We are fully compliant with reporting requirements under the EU Taxonomy. Based on our analysis, 97% of our revenues are taxonomy eligible. 87% of our revenues are derived from activities that are environmentally sustainable according to the Taxonomy, i.e., these revenues are taxonomy aligned. From a total of 191 buildings that have contributed to revenues in 2022, 180 or 94% are taxonomy aligned. Life cycle analysis to measure greenhouse gas emissions is now a standard feature for all of our projects. We have developed and started to establish a methodology to measure social impact of our quarter developments. Finally, we have announced our intention to increase diversity in our supervisory board with a target share of female directors of 33%.

To this end, we have announced our intention to propose appointing a new female director at our AGM in June this year. Over the page, again, I won't go through this list of selected ESG KPIs. However, I wanted to highlight the long list of KPIs and associated targets we have set ourselves for continued improvements. More disclosure, including relevant targets, can be found in our annual report. Let me turn to our 2022 financial results on page 14.

Overall results have clearly suffered from a variety of detrimental macro effects we had to cope with over the year, including rapidly rising interest rates for home buyers and institutions, market-based construction price increases to the tune of 17%, supply chain bottlenecks resulting in a relevant slowdown in construction speed, inflationary trends exacerbating affordability issues for many of our clients. Pricing pressure for real estate assets, in particular in the H2 of the year. Against this background, we consider our results to be satisfactory. These numbers, together with our outlook, should provide some comfort in the resilience of our business. Let's look at a few selected numbers. First, revenues have come in at EUR 621 million, despite all of the headwinds described earlier and new sales contracts of less than EUR 300 million.

This is due to our vast volume of pre-sold properties that generate substantial revenues and cash flows as the construction progresses. Second, our gross margin of 25.3% remains impressive, in particular against the trend of increasing construction cost pressure in the marketplace. This achievement is due to our prudent project cost management, our construction management expertise, as well as the overall quality of our product. In addition, we are benefiting from a total of around EUR 87 million of approved subsidies related to the energy efficiencies in so-called KfW 55 and KfW 40 projects. These subsidies will be payable at completion of the relevant projects, while earnings will accrue in line with construction progress. In 2022, energy subsidy related income has had a EUR 7.3 million positive impact on our adjusted gross profit, thus lifting our gross profit margin by 1.1 percentage points.

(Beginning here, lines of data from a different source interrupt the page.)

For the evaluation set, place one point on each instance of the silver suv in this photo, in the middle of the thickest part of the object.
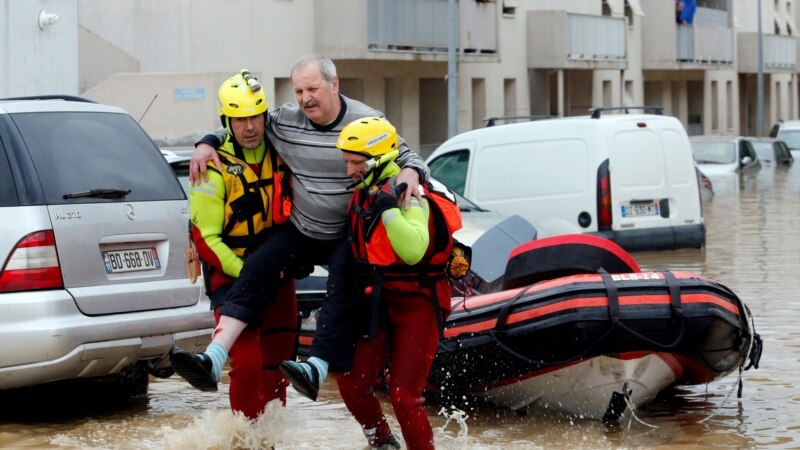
(93, 272)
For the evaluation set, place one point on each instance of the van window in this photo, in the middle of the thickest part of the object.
(79, 151)
(451, 169)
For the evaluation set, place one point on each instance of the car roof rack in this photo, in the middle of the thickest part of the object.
(597, 112)
(492, 121)
(72, 98)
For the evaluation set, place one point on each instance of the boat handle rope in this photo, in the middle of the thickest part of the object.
(500, 328)
(613, 302)
(675, 305)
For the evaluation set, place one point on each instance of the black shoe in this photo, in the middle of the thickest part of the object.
(390, 444)
(194, 369)
(301, 383)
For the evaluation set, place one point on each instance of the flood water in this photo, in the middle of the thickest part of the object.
(753, 224)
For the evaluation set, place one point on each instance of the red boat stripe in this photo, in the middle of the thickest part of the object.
(591, 302)
(494, 297)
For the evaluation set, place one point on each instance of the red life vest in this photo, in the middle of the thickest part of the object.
(376, 260)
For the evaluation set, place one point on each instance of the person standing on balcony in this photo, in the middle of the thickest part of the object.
(232, 215)
(684, 11)
(305, 135)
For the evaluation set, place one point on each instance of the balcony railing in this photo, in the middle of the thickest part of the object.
(594, 37)
(704, 45)
(558, 39)
(779, 53)
(422, 26)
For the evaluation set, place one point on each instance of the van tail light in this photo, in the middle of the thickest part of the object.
(604, 214)
(33, 265)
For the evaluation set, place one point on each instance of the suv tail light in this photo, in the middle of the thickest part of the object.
(33, 265)
(604, 215)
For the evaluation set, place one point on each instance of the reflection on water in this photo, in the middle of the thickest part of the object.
(753, 248)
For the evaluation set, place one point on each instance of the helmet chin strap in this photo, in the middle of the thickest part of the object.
(374, 168)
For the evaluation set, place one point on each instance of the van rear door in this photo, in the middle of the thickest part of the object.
(654, 191)
(639, 185)
(684, 191)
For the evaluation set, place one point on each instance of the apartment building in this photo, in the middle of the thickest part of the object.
(163, 60)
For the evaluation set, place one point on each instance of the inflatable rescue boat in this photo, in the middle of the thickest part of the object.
(576, 327)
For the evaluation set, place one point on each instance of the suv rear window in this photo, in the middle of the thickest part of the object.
(8, 192)
(82, 151)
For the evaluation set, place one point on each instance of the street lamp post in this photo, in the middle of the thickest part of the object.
(760, 80)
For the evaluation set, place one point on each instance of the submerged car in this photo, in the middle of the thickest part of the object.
(788, 131)
(720, 155)
(93, 270)
(772, 152)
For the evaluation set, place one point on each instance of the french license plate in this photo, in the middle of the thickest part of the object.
(131, 260)
(640, 210)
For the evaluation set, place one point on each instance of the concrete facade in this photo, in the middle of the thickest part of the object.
(162, 61)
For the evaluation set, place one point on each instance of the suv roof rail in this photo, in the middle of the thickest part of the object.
(597, 112)
(492, 121)
(72, 98)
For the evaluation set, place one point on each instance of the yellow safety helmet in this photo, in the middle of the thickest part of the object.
(241, 96)
(370, 136)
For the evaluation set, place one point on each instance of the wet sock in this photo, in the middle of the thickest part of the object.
(322, 368)
(218, 354)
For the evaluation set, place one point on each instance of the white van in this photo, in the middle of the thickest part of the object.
(628, 177)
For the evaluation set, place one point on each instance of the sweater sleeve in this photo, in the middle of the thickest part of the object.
(409, 158)
(215, 138)
(408, 230)
(207, 205)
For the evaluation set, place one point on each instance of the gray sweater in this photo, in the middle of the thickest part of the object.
(319, 177)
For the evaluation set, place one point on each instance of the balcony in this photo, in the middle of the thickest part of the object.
(562, 40)
(779, 53)
(708, 43)
(403, 29)
(704, 45)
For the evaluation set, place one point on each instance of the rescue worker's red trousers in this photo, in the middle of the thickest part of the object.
(411, 347)
(257, 352)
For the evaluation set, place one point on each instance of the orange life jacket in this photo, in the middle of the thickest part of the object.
(378, 266)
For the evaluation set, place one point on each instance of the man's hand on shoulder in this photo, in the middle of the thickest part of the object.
(410, 177)
(198, 164)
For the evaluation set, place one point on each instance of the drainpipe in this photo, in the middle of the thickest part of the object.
(452, 71)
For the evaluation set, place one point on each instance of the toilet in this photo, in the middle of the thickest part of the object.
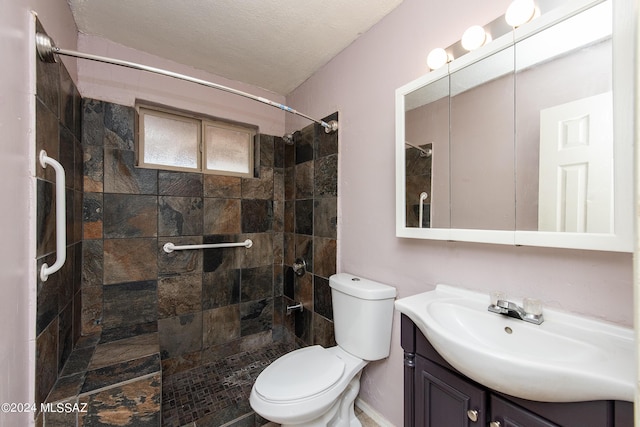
(316, 386)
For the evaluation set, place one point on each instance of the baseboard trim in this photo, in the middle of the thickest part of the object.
(372, 413)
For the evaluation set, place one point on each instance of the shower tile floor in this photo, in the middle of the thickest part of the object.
(217, 394)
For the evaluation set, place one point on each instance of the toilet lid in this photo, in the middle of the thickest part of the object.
(299, 374)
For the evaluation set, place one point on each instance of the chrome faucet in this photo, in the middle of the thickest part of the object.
(511, 309)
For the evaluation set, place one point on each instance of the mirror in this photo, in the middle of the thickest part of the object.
(514, 143)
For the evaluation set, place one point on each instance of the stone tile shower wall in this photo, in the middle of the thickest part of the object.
(58, 124)
(310, 232)
(204, 304)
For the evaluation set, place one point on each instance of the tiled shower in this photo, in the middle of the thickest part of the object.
(123, 316)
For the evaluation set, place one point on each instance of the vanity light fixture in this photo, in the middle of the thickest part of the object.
(520, 12)
(474, 37)
(437, 58)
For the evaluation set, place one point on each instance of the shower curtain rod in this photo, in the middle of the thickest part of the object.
(47, 52)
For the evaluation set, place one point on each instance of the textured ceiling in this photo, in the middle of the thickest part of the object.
(273, 44)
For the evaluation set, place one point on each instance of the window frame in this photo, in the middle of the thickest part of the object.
(252, 131)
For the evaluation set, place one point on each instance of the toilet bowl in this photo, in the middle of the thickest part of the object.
(316, 386)
(308, 387)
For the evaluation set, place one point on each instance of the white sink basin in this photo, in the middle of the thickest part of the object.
(568, 358)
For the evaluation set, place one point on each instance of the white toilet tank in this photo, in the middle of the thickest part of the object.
(362, 315)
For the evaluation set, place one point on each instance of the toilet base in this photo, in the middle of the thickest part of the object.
(341, 413)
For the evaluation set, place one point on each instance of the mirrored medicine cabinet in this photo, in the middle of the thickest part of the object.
(527, 140)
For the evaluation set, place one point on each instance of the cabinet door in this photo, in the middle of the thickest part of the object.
(443, 399)
(506, 414)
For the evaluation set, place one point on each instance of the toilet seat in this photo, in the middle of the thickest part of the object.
(300, 374)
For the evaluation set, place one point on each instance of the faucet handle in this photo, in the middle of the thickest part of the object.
(532, 306)
(497, 296)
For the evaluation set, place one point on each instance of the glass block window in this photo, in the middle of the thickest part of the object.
(175, 141)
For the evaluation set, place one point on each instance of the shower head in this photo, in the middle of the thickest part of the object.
(288, 139)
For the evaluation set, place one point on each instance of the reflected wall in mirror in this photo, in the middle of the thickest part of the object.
(525, 145)
(564, 126)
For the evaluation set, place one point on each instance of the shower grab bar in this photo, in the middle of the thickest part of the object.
(47, 50)
(61, 217)
(170, 247)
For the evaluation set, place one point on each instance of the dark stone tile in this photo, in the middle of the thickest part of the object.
(303, 291)
(129, 216)
(304, 217)
(304, 180)
(179, 295)
(129, 260)
(93, 122)
(258, 255)
(323, 332)
(289, 282)
(92, 216)
(289, 216)
(220, 288)
(119, 126)
(182, 184)
(78, 361)
(67, 99)
(322, 303)
(256, 316)
(93, 167)
(66, 387)
(259, 188)
(219, 258)
(48, 82)
(66, 156)
(324, 256)
(46, 361)
(121, 175)
(289, 183)
(228, 187)
(128, 331)
(326, 176)
(65, 335)
(136, 404)
(222, 216)
(141, 303)
(278, 152)
(278, 184)
(180, 216)
(257, 216)
(304, 250)
(92, 263)
(46, 218)
(325, 217)
(220, 325)
(179, 262)
(180, 335)
(257, 283)
(304, 144)
(91, 312)
(303, 326)
(47, 138)
(120, 372)
(266, 151)
(289, 155)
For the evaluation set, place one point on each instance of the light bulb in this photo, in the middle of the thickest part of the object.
(437, 58)
(474, 37)
(520, 12)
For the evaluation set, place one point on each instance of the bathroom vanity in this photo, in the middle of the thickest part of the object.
(436, 395)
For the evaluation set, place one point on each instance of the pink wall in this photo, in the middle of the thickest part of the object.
(360, 84)
(17, 252)
(123, 85)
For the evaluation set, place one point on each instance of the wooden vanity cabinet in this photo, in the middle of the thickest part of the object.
(436, 395)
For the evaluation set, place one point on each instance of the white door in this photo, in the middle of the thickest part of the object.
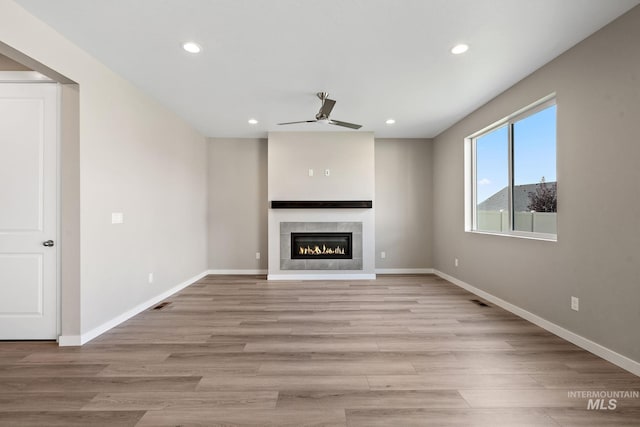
(28, 211)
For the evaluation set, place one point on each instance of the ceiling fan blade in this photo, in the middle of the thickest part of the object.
(326, 108)
(344, 124)
(295, 123)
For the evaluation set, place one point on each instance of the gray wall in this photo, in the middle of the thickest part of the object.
(237, 207)
(596, 259)
(8, 64)
(135, 157)
(404, 208)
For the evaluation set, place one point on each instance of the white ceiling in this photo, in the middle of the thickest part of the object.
(380, 59)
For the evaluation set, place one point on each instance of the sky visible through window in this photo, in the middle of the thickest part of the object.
(534, 154)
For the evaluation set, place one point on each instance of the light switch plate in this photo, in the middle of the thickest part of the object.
(117, 218)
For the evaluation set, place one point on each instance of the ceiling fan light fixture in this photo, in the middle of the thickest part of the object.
(459, 48)
(192, 47)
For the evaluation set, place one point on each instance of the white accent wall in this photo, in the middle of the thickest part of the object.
(350, 159)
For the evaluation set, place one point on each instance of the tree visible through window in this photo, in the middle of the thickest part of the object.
(513, 171)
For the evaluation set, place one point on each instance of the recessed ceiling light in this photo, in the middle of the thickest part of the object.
(192, 47)
(459, 48)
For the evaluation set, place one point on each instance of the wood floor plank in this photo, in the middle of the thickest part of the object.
(451, 382)
(207, 417)
(284, 382)
(156, 400)
(71, 418)
(402, 350)
(140, 384)
(448, 417)
(370, 399)
(44, 401)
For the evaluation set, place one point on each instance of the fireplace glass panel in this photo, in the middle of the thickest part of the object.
(318, 245)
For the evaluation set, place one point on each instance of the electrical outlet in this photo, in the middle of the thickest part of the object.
(117, 218)
(575, 303)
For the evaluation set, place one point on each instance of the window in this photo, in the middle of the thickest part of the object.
(511, 172)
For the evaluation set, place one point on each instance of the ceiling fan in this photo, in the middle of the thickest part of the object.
(323, 114)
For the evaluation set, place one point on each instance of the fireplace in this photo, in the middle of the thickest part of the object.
(321, 245)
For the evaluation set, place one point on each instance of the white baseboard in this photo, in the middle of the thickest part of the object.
(404, 270)
(357, 276)
(69, 340)
(585, 343)
(237, 272)
(75, 340)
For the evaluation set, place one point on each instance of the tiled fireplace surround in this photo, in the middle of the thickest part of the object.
(286, 263)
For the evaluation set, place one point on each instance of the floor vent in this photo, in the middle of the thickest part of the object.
(161, 305)
(480, 303)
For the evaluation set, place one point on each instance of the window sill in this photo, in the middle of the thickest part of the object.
(519, 235)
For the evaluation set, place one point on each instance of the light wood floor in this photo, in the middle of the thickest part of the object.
(398, 351)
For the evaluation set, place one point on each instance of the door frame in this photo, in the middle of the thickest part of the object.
(68, 281)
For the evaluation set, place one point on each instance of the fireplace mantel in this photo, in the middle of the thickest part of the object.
(321, 204)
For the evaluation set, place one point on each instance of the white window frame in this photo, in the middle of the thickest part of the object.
(470, 177)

The positive impact of energy-related subsidies will continue over the next years in line with construction progress for the relevant projects, as we will record an aggregate of approximately EUR 80 million of incremental subsidy-related earnings. Third, with EUR 72.5 million we over delivered on our EUR 80 million platform cost target. As previously announced, we have delayed or canceled new hires, focused on containing admin related expenses, and substantially reduced variable compensation for our employees. We aim to keep a strict focus on costs and are ready to adjust the platform subject to market conditions. Despite the inflationary pressures, we currently expect the platform costs for 2023 to the tune of EUR 80 million. Once again, developments will be closely monitored. Finally, with EUR 50 million, we have achieved adjusted earnings at the top end of our revised guidance.

Page 15 shows the mix of institutional versus retail sales and revenues. As you can see, aggregate demand for our product has dropped by approximately 50% for our retail offering and by more than 80% for our institutional product. The aggregate drop in sales contracts amounts to 74%. This has, of course, contributed to the drop in revenues, albeit on a less pronounced level. Clearly, institutional demand will be a key swing factor for 2023 revenues, and should institutional demand recover will result in upside risk on our revenue and profit guidance. Turning to page 16, we have summarized our financial debt and cash position. Net debt has gone up slightly while our loan to cost ratio is essentially unchanged at 21%. A figure we consider to be moderate.

We are also very comfortable with our 2.8x net debt to EBITDA, despite a substantial EBITDA drop of almost 60%. It is important to reiterate our financial strength at a time where many of our competitors struggle to maintain financial flexibility. This clearly is a competitive advantage while at the same time providing downside protection. Page 17 reinforces this point. First, looking at the left-hand side, our operating cash flow for 2022 has been in line with our previously communicated expectation at EUR 190 million prior to any new land investments. Even after new land investments, we have maintained a positive operating cash flow of EUR 70 million.

In this context, it is worth noting that almost all our land-related payout in 2022 related to Q1 or prior year commitments as we have essentially paused new purchases post the date and following Russia's invasion into Ukraine. Second, the right-hand side of the page summarizes our liquidity position. We've held EUR 255 million in cash or cash equivalents. In addition, we have access to EUR 170 million of undrawn revolving credit facilities, giving us total access to cash of EUR 425 million. In addition, we have unused project financings to cover our construction expenditure of more than EUR 300 million. We will continue to manage the business for cash and invest into new land on a selective basis only. About EUR 30 million of land payments are due this year from prior year commitments.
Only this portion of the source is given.